The Ford Mustang has a fantastic and varied history, but it has been a staple Ford car for more than 50 years since its first release at the 1964 World’s Fair. Follow us as we watch the Mustang evolve right before our eyes.
The Mustang made its first appearance in 1964, half way through the production year. It was originally equipped with an inline-six engine and shared its chassis design with the Ford Falcon. The very next year, Ford enlisted the help of Carroll Shelby who designed the Shelby GT 350. It had a 4.7L Windsor V8, but its sleek updated body style helped to spark the 3 best sales years in Ford history.
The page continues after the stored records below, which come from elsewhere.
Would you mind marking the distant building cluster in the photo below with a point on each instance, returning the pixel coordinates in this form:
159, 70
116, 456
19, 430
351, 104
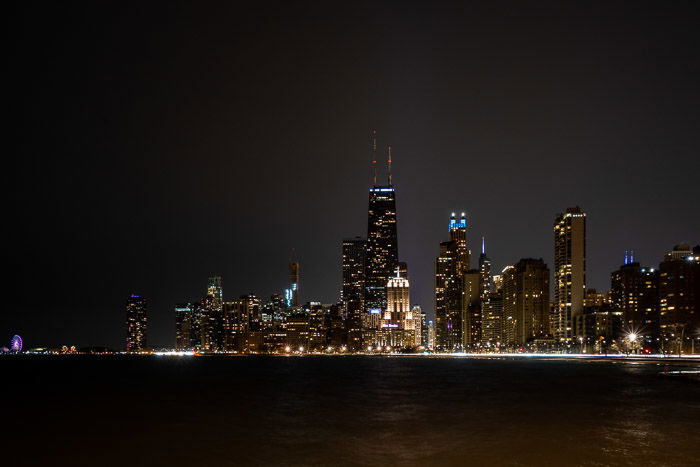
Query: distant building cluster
647, 310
In its first 3 years, the Mustang sold 500,000 cars or more every single year.
’68 also brought the Mustang Fastback, which was eventually made famous in the Steve McQueen move Bullitt.
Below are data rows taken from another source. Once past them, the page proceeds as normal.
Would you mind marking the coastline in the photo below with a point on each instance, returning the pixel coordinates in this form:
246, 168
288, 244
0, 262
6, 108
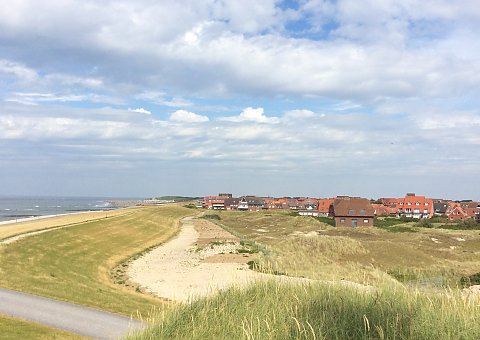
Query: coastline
41, 217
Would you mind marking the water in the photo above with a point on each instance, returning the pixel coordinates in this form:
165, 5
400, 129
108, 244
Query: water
13, 208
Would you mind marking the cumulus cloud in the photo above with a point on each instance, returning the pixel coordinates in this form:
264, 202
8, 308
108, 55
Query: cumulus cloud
141, 110
250, 114
298, 114
183, 116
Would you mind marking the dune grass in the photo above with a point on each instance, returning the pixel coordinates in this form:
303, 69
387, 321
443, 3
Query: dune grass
14, 329
305, 246
75, 263
270, 310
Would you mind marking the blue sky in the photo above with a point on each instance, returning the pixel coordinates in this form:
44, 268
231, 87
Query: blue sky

1969 introduced the Mach 1 which became so popular that Ford actually discontinued the GT until 1982.
The 70s brought a gas crisis, where the common man could no longer afford a car that didn’t get good gas mileage, at least for the time period, so Ford shelved the sportier mustangs in favor of the Mustang II in 1973. It had a smaller V6 engine and shared its boxy chassis with the Pinto.
It wasn’t until the late 80s that the Mustang really got its groove back in the form of the GT 5.0. This sporty coupe, known as the Fox Body, was equipped with a 5.0L V8 Windsor engine and more aerodynamic styling.
The 90s brought grunge, punk, and the Notch Back mustang — this coupe had sharper lines in the trunk and rear windshield, losing some of the sleekness of the Fox Body in exchange for more headroom in the back seat.
In 1996 Ford launched the 4th generation Mustang with the new GT.
The new millennium brought with it the SVT Cobra R, the beginning of Mustang’s “New Edge” era. This was the first to offer side exhaust and was designed to look as aggressive as it sounded.
2005 brought about the beginning of the 5th generation with the GT, equipped with its 4.6L modular V8 engine.
Ford just can’t get enough of their GTs, with the 2011 model and its retro tail lights. This was the second part of the 5th generation, and switched up from the 4.6L engine to the revised 5.0L engine named the Coyote.
The 2012 Shelby GT 500 was the reincarnation of the earliest Shelby Mustangs, and the last car that Carroll Shelby worked on before he passed away.
2015 marked the beginning of the 6th generation of Mustangs, with a fully redesigned body and independent rear suspension for better control. The 2016 Shelby had a larger engine, coming in at 5.2L.
2018’s upcoming models are part of the second phase of the Generation 6 cars.
Mustang has grown and changed dramatically over the last 50 years. We can only guess where they’re headed next!